If you notice these are all tangible, concrete concepts we can visualize and easily understand.  They create all too easily imaginable images of someone shooting someone on campus.  Or of a six foot something, former NFL football player like John Irving's Roberta Muldoon, leeringly entering the women's restroom in a dress.  Visions of tortured fetuses and hordes of Mexicans streaming across the Rio Grande to take away American jobs.  

And they don't have to think about how to balance the budget, how to curb global warming, the tens of thousands of civilians who have died because of the United States' attempts to avenge the World Trade Center deaths and destruction.  They won't have time to think about how 1% of Americans came to hold 40% of our wealth and how to change that.

In Penn & Teller's seven basic principles of magic, this is called Misdirection."
Draw attention away from a secret move.
The main issues - guns, sexuality, abortion, and immigrants - aren't made up.  But the legislation being debated and passed these days is so outrageous and mean-spirited I'm convinced it's a form of political sleight of hand to keep us from seeing and dealing with the truly important issues.

It's the only theory that explains for me all the nasty and divisive legislation that Republicans have been introducing and even passing in many states in the last year or so.  It's to keep us distracted over guns, abortion, bathrooms, and walls, so we don't focus on inequality, voting rights, and how the law is rigged in favor of the 1%.


  1. ...what each of those legislative proposals all have in common is that each of them are failed policies copied whole from wrongheaded legislation which arose in other states.

  2. Those mean-spirited bills have probably also been argued using fallacious arguments: Here is a wonderful list, all in one place, of the arguments we have come to expect from the Republicans and ones which Hillary or Bernie would be well to be able to parry as they go into debates.

    These are also arguments (in the Comments sections) on progressive sites which make it well-nigh impossible to have a reasonable discussion.

    Humans seem hard-wired to be right, to never compromise so as not to lose face, or be seen to back down.
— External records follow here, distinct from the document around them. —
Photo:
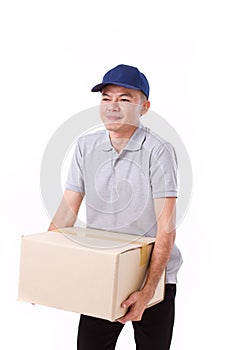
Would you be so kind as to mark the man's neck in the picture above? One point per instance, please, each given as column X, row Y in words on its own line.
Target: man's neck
column 119, row 140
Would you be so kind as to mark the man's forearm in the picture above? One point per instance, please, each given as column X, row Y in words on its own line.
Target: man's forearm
column 160, row 255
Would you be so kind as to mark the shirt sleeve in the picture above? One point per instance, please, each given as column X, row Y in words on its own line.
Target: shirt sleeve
column 75, row 179
column 163, row 171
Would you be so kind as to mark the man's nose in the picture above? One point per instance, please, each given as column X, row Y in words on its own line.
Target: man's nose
column 113, row 106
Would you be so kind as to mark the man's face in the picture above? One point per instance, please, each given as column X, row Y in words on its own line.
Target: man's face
column 121, row 108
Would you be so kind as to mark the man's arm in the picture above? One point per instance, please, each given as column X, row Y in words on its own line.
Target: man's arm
column 165, row 214
column 67, row 211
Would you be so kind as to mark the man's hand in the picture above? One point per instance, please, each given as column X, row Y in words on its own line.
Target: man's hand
column 136, row 303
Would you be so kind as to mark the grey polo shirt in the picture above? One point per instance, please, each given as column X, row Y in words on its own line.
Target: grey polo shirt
column 120, row 187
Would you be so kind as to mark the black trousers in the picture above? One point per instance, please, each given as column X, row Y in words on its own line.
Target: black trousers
column 153, row 332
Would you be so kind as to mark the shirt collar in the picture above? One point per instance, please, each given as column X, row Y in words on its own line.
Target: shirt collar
column 134, row 143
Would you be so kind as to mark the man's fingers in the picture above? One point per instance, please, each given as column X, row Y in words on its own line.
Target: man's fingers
column 131, row 300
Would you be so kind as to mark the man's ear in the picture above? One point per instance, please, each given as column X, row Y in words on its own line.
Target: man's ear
column 145, row 107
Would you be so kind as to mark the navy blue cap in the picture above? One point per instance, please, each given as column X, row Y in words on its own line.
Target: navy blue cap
column 126, row 76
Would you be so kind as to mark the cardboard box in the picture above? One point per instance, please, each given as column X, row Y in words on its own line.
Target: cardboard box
column 85, row 271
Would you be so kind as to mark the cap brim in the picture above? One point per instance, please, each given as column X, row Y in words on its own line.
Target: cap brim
column 99, row 87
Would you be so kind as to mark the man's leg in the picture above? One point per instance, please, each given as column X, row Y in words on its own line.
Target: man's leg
column 154, row 331
column 97, row 334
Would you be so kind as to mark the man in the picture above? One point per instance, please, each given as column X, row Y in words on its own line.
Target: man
column 128, row 177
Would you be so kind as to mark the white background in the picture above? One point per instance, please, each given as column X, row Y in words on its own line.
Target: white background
column 52, row 53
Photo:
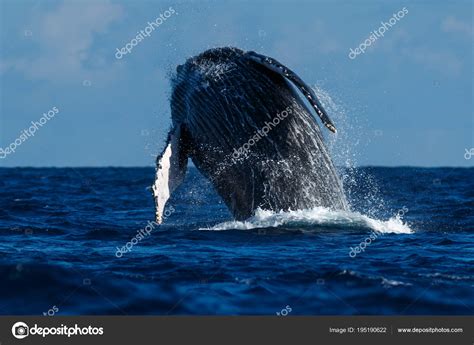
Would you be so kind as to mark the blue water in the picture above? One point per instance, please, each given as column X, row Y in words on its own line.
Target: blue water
column 60, row 229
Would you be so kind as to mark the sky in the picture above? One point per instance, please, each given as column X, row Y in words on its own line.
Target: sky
column 407, row 100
School yard taunts now comprise public discourse. (Another fruit of a poorly educated populace.)

    1. Barbara, I have no more claim to knowing people's motives than anyone else, but the point I was trying to make was that it doesn't matter if the arguments are fallacious or outrageous or rude because the purpose of it all is to distract from the real issues that ought to be debated, to use up people's energy on this nonsense.
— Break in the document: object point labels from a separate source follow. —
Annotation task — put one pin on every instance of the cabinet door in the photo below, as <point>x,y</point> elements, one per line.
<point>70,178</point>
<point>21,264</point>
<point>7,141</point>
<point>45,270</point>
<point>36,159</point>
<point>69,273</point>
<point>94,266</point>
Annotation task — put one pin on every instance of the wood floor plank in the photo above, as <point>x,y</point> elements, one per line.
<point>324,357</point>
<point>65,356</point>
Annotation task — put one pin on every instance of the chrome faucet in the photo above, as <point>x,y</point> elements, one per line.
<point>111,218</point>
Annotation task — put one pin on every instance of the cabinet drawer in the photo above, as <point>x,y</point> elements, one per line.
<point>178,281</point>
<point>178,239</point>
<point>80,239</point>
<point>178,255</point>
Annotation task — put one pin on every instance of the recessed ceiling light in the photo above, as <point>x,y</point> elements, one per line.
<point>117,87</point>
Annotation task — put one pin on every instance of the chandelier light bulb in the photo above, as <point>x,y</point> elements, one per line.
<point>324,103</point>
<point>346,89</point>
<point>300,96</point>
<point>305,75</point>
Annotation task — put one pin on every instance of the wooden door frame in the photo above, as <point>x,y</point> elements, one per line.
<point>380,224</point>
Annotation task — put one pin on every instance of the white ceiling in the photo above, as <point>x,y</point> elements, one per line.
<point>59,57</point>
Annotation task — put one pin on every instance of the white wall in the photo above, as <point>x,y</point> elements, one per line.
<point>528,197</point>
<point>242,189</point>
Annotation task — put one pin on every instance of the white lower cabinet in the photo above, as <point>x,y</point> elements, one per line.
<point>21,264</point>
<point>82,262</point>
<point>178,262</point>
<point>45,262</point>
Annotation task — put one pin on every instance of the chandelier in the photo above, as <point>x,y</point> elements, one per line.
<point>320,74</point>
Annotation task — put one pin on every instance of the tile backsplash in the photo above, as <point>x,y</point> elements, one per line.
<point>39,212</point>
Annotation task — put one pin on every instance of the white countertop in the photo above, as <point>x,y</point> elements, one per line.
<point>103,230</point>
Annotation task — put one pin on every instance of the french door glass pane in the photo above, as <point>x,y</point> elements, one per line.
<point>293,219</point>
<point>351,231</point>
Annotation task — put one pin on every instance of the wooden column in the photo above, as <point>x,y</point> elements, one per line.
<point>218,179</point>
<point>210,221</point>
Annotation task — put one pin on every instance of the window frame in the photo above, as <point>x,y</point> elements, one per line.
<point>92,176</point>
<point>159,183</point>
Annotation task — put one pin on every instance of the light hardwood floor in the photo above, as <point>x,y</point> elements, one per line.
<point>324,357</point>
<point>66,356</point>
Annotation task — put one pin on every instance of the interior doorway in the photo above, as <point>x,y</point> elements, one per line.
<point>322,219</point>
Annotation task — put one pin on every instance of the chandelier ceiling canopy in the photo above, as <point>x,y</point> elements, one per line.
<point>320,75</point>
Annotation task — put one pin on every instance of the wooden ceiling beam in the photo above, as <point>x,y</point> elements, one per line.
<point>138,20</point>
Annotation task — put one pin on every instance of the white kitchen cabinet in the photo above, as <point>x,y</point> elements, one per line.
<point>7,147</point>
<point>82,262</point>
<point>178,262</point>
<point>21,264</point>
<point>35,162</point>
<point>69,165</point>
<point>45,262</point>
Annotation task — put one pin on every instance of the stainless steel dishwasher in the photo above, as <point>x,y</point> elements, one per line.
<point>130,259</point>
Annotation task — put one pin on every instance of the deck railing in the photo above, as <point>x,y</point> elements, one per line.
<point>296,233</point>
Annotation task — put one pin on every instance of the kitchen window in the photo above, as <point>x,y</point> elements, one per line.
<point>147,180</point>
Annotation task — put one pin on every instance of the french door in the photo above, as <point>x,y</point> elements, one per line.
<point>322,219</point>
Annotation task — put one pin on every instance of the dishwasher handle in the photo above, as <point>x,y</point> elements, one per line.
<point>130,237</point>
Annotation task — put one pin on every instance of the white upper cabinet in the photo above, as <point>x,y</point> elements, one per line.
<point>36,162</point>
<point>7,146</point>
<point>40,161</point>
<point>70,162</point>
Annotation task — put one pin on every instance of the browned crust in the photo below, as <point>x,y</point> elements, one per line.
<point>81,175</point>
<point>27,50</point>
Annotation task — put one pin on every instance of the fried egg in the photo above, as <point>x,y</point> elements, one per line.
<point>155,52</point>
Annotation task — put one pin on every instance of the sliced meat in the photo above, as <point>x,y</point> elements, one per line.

    2. Noted, but I thought the list of fallacious arguments -- all in one place -- must be like Cole's notes for politicians who want to misdirect. :D

    3. Yes, that list is always worth reviewing. I don't think these guys really care though. But maybe some of the people who listen to them will start to catch the fallacies.

  3. Misdirection is certainly the effect, but I'm not certain that it's an intentional motivation. If it were intentional, the misdirection would imply a very far-ranging and deep conspiracy. Although that kind of planning is certainly a possibility, it may be more likely that this is simply a way to generate support in the simplest way possible. One can easily generate emotional support and votes for simple, binary, "with me or against me" issues (as both Cruz and Trump have demonstrated). It is much more difficult to argue the bigger issues. They usually require complex solutions, nuanced explanations and a great deal of education in order to get your point across to the electorate. So as Steve as already said, the motivation is beside the point. The effect is to distract from more important, difficult and substantive issues.